Kalau begitu, siapa gerangan yang mampu melawan Allah?! Tiada seorang pun meski orang yang kuat dan banyak tentaranya. Lihatlah kesudahan Fir'aun dan bala tentaranya yang menzhalimi Bani Israil dengan membunuh anak-anak yang tidak berdosa, memperlakukan kerja paksa dan setumpuk kezhaliman lainnya. Maka Allah tenggelamkan Fir'aun dan tentaranya di lautan. Mana kerajaan yang penuh kemewahan?! Mana bala tentara yang banyak dan berlapis-lapis?! Semuanya sirna dan binasa. Semuanya kecil di hadapan Allah Dzat yang Maha Adil dan Maha Kaya lagi Maha Perkasa. Adakah kiranya orang yang mau mengambil pelajaran darinya?!

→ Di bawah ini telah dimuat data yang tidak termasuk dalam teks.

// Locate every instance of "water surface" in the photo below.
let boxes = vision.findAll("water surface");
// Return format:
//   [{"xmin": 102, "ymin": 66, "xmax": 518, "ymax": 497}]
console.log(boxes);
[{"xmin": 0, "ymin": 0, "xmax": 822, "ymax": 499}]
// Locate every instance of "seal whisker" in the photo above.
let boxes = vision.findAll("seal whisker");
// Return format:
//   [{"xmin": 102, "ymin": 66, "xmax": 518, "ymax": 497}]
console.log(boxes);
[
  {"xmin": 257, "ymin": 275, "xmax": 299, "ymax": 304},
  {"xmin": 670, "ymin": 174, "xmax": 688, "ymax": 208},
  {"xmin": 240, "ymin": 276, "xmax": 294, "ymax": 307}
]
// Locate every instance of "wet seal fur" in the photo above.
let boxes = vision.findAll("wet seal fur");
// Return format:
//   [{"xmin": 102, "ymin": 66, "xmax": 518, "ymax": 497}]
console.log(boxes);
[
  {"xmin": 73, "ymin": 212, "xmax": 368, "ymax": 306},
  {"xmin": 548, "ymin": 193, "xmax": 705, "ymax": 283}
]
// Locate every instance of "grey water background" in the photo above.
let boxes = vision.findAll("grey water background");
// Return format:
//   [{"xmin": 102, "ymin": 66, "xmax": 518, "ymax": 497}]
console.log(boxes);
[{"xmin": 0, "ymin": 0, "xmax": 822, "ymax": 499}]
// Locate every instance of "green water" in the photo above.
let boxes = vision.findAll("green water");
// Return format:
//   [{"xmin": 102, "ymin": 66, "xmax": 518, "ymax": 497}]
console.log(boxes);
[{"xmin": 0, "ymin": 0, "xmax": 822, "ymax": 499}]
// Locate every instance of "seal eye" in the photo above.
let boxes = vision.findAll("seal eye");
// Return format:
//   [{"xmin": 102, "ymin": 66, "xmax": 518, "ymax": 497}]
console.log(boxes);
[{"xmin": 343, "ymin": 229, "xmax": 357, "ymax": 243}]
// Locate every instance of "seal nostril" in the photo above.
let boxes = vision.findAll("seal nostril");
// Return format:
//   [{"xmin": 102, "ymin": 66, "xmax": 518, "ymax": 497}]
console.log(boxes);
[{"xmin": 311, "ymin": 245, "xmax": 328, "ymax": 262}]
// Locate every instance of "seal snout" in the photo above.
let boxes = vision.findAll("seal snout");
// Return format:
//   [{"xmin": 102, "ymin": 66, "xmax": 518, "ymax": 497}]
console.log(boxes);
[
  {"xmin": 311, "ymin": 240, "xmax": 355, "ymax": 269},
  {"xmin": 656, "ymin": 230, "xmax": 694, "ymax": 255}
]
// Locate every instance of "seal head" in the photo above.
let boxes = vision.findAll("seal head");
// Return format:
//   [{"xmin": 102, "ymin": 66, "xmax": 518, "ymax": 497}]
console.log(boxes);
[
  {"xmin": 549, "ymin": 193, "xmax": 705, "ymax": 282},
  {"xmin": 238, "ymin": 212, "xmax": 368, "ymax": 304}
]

Orang-orang lemah umumnya adalah lebih mau menerima kebenaran yang datang dari Allah ketimbang orang yang kaya, kuat, dan berkuasa. Coba perhatikan firman Allah :
وَمَآ اَرْسَلْنَا فِيْ قَرْيَةٍ مِّنْ نَّذِيْرٍ اِلَّا قَالَ مُتْرَفُوْهَآ اِنَّا بِمَآ اُرْسِلْتُمْ بِهٖ كٰفِرُوْنَ
“Dan Kami tidak mengutus kepada suatu negeri seorang pemberi peringatanpun, melainkan orang-orang yang hidup mewah di negeri itu berkata: "Sesungguhnya Kami mengingkari apa yang kamu diutus untuk menyampaikannya". Qs.Saba: 34
Orang yang lemah, karena keikhlasan dan do'a mereka maka pertolongan Allah itu datang, demikian pula rezeki dari-Nya, sebagaimana sabda nabi ﷺ;
هَلْ تُنْصَرُونَ وَتُرْزَقُونَ إِلَّا بِضُعَفَائِكُمْ
“Tidaklah kamu ditolong dan diberi rezeki kecuali dengan sebab orang yang lemah dari kalian” HR.Al Bukhari.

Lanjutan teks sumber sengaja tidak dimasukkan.